Scientists baffled by lost cat that travelled 200 miles on its own to reunite with its owners

// January 23rd, 2013 // News

Lost Holly travels 200 miles to reunite with her owners

In early November 2012, 4-year-old tortoiseshell cat “Holly” was separated from her owners Jacob and Bonnie Richter at an RV Park in Daytona Beach, Florida. The Richter’s said the normally well-behaved Holly just bolted out of the RV door one day.  Fireworks that night may have further spooked Holly.  After several days of searching, alerting animal agencies and posting fliers, the Richters returned home without Holly.  Two weeks later an animal rescue worker called the Richter’s and told them that a cat fitting Holly’s description was seen eating scraps behind a local Hooter’s restaurant.  For several weeks, that was the last anyone heard of Holly.
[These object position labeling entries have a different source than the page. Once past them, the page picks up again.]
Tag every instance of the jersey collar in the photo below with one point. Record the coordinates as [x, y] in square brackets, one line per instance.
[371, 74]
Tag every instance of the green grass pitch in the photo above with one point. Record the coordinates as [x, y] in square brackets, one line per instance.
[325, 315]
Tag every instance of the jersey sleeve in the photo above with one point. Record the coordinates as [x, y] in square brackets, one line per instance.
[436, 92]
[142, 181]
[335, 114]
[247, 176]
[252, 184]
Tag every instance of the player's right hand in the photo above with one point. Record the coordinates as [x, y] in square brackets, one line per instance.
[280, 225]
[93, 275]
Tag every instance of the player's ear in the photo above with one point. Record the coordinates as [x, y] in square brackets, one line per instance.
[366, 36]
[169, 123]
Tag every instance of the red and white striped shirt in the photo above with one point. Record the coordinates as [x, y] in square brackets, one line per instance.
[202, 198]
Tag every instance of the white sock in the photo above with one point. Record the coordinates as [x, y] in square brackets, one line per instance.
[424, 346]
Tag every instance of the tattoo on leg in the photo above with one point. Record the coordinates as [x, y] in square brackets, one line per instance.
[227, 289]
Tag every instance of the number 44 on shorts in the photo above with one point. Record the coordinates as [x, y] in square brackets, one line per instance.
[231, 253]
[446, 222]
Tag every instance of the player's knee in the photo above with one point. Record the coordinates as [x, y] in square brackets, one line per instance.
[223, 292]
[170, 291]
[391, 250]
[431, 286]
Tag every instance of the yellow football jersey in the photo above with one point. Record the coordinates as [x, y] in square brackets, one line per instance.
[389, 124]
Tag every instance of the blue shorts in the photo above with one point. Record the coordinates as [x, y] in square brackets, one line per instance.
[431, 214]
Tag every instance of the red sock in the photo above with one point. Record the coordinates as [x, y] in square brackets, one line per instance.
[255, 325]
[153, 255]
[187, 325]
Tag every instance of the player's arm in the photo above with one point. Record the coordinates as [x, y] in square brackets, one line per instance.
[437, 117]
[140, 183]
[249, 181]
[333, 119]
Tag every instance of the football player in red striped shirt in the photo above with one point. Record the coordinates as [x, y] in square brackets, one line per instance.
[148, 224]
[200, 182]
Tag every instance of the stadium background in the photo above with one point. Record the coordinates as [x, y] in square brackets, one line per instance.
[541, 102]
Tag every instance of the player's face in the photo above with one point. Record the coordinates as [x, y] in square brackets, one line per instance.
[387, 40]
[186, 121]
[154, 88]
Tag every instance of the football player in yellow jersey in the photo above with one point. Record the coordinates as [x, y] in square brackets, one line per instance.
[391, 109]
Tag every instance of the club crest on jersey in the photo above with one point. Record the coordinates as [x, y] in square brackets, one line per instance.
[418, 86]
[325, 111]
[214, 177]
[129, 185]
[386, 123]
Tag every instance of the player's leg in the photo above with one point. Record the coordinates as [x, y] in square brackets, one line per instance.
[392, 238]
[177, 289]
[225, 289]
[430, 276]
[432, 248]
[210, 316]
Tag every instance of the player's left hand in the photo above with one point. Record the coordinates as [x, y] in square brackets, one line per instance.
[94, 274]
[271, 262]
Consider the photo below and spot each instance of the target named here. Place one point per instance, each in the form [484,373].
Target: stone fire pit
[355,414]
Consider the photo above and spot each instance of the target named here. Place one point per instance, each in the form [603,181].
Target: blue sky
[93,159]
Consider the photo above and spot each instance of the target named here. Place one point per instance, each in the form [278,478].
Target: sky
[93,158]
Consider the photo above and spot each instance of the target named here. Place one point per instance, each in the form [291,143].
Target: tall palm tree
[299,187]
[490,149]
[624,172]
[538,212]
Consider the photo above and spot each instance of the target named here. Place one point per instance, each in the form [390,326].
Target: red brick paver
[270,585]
Then on New Year’s Eve, a 52-year-old women in West Palm Beach, Florida, 200 miles from Dayton Beach where Holly was last seen, noticed a haggard cat, barely able to stand, rummaging around in the trash in her backyard.  After some coaxing, they managed to get the cat inside and fed it.  They took the cat to a local vet who said the cat was underweight and dehydrated but was “bright and alert” and had no parasites, heartworms or viruses.  What they did find was a microchip embedded in the cat which when scanned, showed the cat to be Holly.

Scientists are baffled by how Holly managed to find her way home from 200 miles away. Migratory animals like birds, turtles and insects have been studied more closely, and use magnetic fields, olfactory cues, or orientation by the sun, but scientists have no idea how cats do it (sometimes dogs are able to replicate the great cat feat).

The Richters noted that Holly’s weight had dropped from 13 1/2 pounds down to 7 pounds and that her “front claws were really sharp, the back ones worn down to nothing.”  They explained that Holly had always had the personality of “a survivor”.

“Her mother was a feral cat roaming the mobile home park, and Holly was born inside somebody’s air-conditioner. When, at about six weeks old, Holly padded into their carport and jumped into the lap of Mr. Richter’s mother, there were “scars on her belly from when the air conditioner was turned on.”